HC: Unfortunate Wesen name…
RL: Yeah, but these show runners are fantastic. They came to me early and said, “Reggie, we’d like to tie in a story to you and your heritage. Do you know any Filipino fairy tales?” I said, “Oh my God, the people in the Philippines live on these things and they literally believe them.” I have friends and family that still believe them. I gave them a list and this is the one they picked. I was really impressed with the script they came up with. It brought out different facets of my character that had never been seen before. I think that it’s great when you can show another side. The more you find out about a character, the more that you can invest in him, and I hope that happens with this episode and with Wu. I think people are hungry to find out more about all of our characters.
HC: Did you have a particular favorite fairy tale going into the series?
RL: When I was growing up in the Philippines, the story that was read to me most was Pinocchio.

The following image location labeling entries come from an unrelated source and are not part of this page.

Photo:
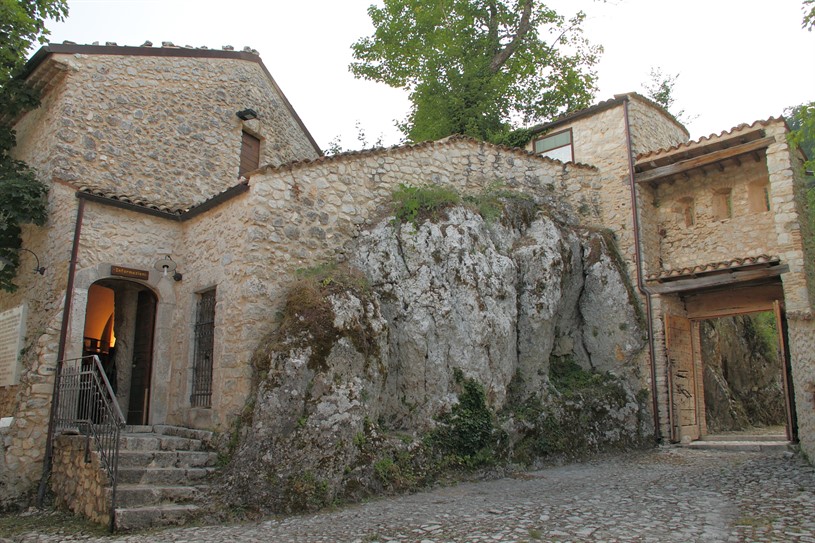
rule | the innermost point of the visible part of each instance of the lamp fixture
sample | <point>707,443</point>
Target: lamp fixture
<point>168,266</point>
<point>247,114</point>
<point>5,261</point>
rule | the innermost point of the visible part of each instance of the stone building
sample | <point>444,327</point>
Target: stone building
<point>185,192</point>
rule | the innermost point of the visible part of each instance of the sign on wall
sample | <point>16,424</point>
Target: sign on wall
<point>12,333</point>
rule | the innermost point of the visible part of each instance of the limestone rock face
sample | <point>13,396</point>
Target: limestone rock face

I thought that that would be a really fun time [if we used it on the show]. But Wu would have to be Pinocchio, and I don’t know how that would play out.
HC: “Grimm” has a devoted following. How has the reaction at events such as San Diego’s Comic-Con International and on social media impacted you? Did you see it coming?
RL: I don’t think you ever expect it. As actors, it’s so hard to get your hopes up about anything. It’s akin to opening a movie. You just never know — unless it’s “Pirates of the Caribbean” where there’s an audience attached to it. It’s still ridiculously amazing when you walk out on that stage [at Comic-Con] and your name is announced — it still gives me chills. And you guys know our characters so well that it really gives us a great sense of, whether you know it or not, validation. It gives us motivation to keep going because we can say, “You know what? We are affecting people that watch the show.” It’s the only reason we’re on, because of the fans. Particularly this genre. Now, on Twitter, there are even particular teams for each of our characters. The other day, a doughnut shop in Portland called Pip’s Originals tweeted me telling me that they named a doughnut after me called the Dirty Wu. It is a cinnamon sugar doughnut drizzled with honey and Nutella. It was so good. I just won the Oscar in the sci-fi world.